When my parents moved out into the country about ten years ago, my father took upon himself a difficult weekend project. The biggest eyesore on their new homestead was ten acres of pasture dominated by dense thickets and chest-high weeds. The area had been ignored for several years, and the overgrowth was so intense that there were only a few tiny patches of grass left. The horses had to maneuver their way through this wilderness by means of a series of narrow trails. After surveying the territory, my father decided it was time to make use of his newly acquired tractor and bush-mower. Before anything could be done with this land, it needed to be completely cleared.
I think this provides an apt image for the situation many people find themselves in with regard to the faith: there are many obstacles, and a lot of brush needs to be cleared. Sometimes, all you can do for people is help remove obstacles to belief. In this regard, it can be helpful to remember that, while there are truths of the faith that can be known by reason alone (such as the fact that God exists or that God is one), most of what we believe exceeds our natural cognitive abilities and demands supernatural faith. For example, we cannot prove that God is a Trinity of persons—Father, Son and Holy Spirit; we only know God is a Trinity because God has revealed this to us.
Now, if someone flat-out rejects divine revelation, it might be tempting to try to offer him some sort of proof for what has been divinely revealed. But we need to resist this temptation. Intellectually, all we can really do for such a person is help remove obstacles to belief; we can show him or her that the faith is not irrational, that it accords with what we know about the world and about humanity. But we cannot prove the Incarnation, the Redemption, or the Resurrection. Indeed, if we could, we wouldn’t have faith.

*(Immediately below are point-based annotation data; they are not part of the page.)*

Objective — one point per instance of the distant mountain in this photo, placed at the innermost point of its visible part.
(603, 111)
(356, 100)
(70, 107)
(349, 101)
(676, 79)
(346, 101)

Moreover, if we could actually wrap our feeble minds around these divine realities, they wouldn’t really be divine.
Near the beginning of the Summa Theologiae, St. Thomas Aquinas’ articulates one of the principles that permeates his entire theological project:
Since faith rests upon infallible truth, and since the contrary of a truth can never be demonstrated, it is clear that the arguments brought against faith cannot be demonstrations, but are difficulties that can be answered.
Although it might seem that there is not much we can do for someone who adamantly argues against divine authority, there is in fact a great deal we can offer: we can indicate the ways in which objections to the faith do not hold. Since the truths of the faith rest upon the revelation of God, who cannot deceive, arguments against the faith cannot be demonstrative. Thus, if we take the trouble to educate ourselves, we can approach objections to the faith with confidence, knowing that they are not insurmountable. In the same way, although my father realized he had a daunting task in reclaiming his pasture, he also knew that he had adequate equipment for dealing with the problem: a six-foot bush hog and a Massey Ferguson tractor.
In our own day, obstacles to the faith come a in a variety of forms: a thicket of moral objections (how can the true Church have sinful members or leaders?) along with a few weeds of doctrinal difficulties (why purgatory?) and some fallen branches of existential problems (how can God tolerate evil?). We all know people—perhaps they are friends or members of our own family—who say, “I would believe if it were not for x” or “I am really angry about y.” In response, it might just be our task gently to point out that these difficulties are not actually proofs against the faith. They will never amount to conclusive demonstrations, but will always remain just what they are: difficulties. And, as Blessed John Henry Newman said, “Ten thousand difficulties do not make one doubt.”
Moreover, such difficulties are often easily answered; sometimes they are built on a simple misunderstanding, and clearing them up can render someone utterly open to the grace of the Holy Spirit and the gift of faith. When the weeds and thickets of confusion and ignorance are removed from the mind and heart, the lush prairie grass of understanding begins to grow almost automatically. Even my father, despite his inexperience in farming matters, was more than capable of mowing down that stubborn vegetation and turning his pasture into grassy grazing-ground for dozens of cattle.